Eine neue Wolke Rauch, die meine Augen zum Brennen bringt. "Was für eine Erklärung ..."

"Über eine Sache, die ich mir nicht erklären kann." Die Ruhe in seiner Stimme verstört mich. "In den vergangenen Wochen wurdest du durchs Höllenfeuer geschleift. Aber jetzt gerade siehst du deprimierter aus als jemals zuvor." Seine Augen funkeln. "Woran liegt das?" Ich denke an Pacos Leiche. An Lunas Handy. Die gescheiterten Anrufe. Juans Hinrichtung. Die Vernichtung meiner letzten Chance auf Freiheit.

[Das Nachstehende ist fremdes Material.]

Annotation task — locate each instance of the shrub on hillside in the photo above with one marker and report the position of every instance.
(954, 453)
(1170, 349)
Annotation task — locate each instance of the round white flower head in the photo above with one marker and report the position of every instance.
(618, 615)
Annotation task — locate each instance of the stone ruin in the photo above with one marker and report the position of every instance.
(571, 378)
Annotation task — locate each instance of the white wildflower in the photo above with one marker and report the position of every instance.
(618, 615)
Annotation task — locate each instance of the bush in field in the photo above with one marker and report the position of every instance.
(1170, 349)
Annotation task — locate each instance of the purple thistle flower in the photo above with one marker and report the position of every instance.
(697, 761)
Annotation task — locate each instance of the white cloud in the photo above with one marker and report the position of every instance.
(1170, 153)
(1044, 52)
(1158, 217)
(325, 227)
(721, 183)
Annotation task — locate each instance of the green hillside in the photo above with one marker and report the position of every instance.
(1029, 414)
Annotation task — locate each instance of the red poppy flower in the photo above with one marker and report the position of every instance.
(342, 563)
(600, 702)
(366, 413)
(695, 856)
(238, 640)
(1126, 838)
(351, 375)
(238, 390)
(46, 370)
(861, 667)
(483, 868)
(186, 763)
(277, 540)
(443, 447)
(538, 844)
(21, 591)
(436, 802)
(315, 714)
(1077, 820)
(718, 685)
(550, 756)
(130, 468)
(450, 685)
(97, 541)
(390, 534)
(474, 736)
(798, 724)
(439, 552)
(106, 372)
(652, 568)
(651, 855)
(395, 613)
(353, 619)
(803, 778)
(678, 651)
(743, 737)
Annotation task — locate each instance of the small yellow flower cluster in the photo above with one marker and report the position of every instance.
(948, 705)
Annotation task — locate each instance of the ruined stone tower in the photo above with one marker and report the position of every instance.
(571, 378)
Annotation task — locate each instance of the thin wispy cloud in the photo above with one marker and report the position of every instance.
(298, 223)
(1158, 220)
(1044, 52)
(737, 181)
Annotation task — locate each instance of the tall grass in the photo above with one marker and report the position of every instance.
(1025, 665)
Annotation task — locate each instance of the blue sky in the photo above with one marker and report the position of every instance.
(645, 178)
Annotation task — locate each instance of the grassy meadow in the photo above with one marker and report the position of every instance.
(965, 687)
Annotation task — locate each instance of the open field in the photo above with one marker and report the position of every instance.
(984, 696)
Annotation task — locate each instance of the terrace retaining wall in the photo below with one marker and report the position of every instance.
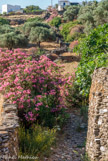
(97, 136)
(8, 131)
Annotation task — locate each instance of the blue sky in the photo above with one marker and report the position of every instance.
(42, 3)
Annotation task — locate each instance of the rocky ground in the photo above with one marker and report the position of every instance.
(70, 144)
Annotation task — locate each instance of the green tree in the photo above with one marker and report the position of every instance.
(28, 26)
(3, 21)
(71, 13)
(32, 9)
(56, 22)
(92, 14)
(41, 34)
(12, 40)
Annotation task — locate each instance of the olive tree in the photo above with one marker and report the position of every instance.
(28, 26)
(41, 34)
(13, 40)
(71, 13)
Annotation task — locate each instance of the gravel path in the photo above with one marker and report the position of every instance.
(71, 141)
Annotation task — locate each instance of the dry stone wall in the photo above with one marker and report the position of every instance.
(8, 132)
(97, 136)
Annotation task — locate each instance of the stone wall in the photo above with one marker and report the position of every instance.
(8, 132)
(97, 137)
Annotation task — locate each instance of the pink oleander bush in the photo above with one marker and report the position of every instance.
(53, 15)
(37, 87)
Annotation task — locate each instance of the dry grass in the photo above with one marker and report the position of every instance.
(71, 66)
(49, 45)
(24, 16)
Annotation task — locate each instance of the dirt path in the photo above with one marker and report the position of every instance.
(71, 142)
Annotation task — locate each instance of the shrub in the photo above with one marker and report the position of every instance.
(41, 34)
(93, 14)
(6, 29)
(93, 50)
(36, 87)
(53, 15)
(34, 19)
(28, 26)
(32, 9)
(3, 21)
(13, 40)
(35, 141)
(65, 32)
(56, 22)
(71, 13)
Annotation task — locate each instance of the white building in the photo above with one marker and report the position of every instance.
(62, 4)
(10, 8)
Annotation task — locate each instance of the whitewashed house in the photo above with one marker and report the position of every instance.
(62, 4)
(10, 8)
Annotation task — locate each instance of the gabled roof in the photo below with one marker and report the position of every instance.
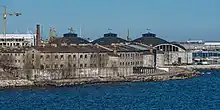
(69, 38)
(72, 49)
(150, 39)
(108, 39)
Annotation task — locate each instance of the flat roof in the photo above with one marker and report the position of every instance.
(9, 36)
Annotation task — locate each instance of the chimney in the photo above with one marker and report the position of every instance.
(38, 39)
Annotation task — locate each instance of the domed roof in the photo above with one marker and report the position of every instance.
(150, 39)
(70, 38)
(109, 39)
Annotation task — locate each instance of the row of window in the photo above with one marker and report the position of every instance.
(69, 66)
(16, 61)
(13, 54)
(132, 63)
(129, 55)
(69, 56)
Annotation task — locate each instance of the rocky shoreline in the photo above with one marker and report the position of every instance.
(81, 81)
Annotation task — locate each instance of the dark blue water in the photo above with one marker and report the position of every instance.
(200, 93)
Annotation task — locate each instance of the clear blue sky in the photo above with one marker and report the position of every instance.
(170, 19)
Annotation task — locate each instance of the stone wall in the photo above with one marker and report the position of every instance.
(51, 74)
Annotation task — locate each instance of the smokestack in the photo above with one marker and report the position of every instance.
(38, 39)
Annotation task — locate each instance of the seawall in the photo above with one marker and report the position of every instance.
(97, 80)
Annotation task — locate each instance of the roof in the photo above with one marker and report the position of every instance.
(180, 46)
(123, 48)
(72, 49)
(13, 50)
(70, 38)
(17, 36)
(108, 39)
(150, 39)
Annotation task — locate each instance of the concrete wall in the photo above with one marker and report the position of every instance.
(51, 74)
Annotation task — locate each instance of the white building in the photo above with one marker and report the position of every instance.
(17, 40)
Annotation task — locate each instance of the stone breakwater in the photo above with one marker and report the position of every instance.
(15, 83)
(71, 82)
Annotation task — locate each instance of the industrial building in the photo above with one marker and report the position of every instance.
(17, 40)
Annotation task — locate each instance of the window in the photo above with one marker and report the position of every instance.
(85, 65)
(55, 66)
(41, 66)
(47, 66)
(61, 66)
(69, 56)
(74, 65)
(69, 66)
(56, 57)
(47, 56)
(61, 57)
(81, 56)
(81, 65)
(74, 56)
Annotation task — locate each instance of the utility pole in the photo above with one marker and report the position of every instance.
(5, 18)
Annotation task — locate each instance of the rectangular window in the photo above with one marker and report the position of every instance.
(41, 57)
(81, 56)
(74, 56)
(56, 57)
(61, 57)
(85, 65)
(32, 56)
(47, 57)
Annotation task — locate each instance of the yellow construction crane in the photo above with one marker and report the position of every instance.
(5, 17)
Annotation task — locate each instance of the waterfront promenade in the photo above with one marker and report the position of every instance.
(173, 74)
(213, 66)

Das Foto von Juan und seinem Sohn. Und natürlich an mein Gebet, das nicht erhört wurde.

"Das liegt daran, dass du blind bist.", lüge ich.

Er geht vor mir in die Hocke und ist nun auf meiner Augenhöhe. "Das denke ich nicht."

Ich halte seinem Blick stand, auch wenn sein Rauch meine Augen quält. "Mir ist egal, was du denkst." Ich sehe zu dem Foto von Francos Gesicht, das an einen Baumstamm genagelt wurde. "Interessante Kunstinstallation.", murmle ich mit Blick auf die Wurfsterne und das Messer in Francos Visage und finde ein bestimmtes Objekt wirklich interessant.

Reyes nickt. "Eine Hommage an unseren Erzfeind."

Ich rapple mich auf und gehe zur Hommage. Muss schlucken. "Ach ja? Wie eine Huldigung sieht das Ganze nicht aus." Aber in meinem bescheuerten, vernebelten Kopf sieht es aus wie eine Möglichkeit.

"Ich schätze, in meinen Kreisen ist das die Art, einander zu würdigen." Ich höre das Lächeln aus seiner Stimme. Taumle. Überlege. Dann ziehe ich das Taschenmesser aus Francos Stirn. "Wirklich speziell."

Reyes zieht eine Braue nach oben. "Was wird das, Ally?"

Ich zucke mit den Schultern und betrachte das Messer. "Mir gefällt es."

Als ein wissendes Glitzern in seine Augen tritt, beginnt ein neues Lied im Hintergrund.

La luz entra en tu casa cuando no la esperas

Ich kenne das Lied. Immer wenn ich es höre, fühlt es sich an wie ein geheimnisvoller Traum, aus dem ich nicht mehr aufwachen will. Für einen winzigen Moment versinke ich in den hypnotischen Klängen, dann fahre ich mit den Fingern über die Klinge des Messers und tauche wieder auf.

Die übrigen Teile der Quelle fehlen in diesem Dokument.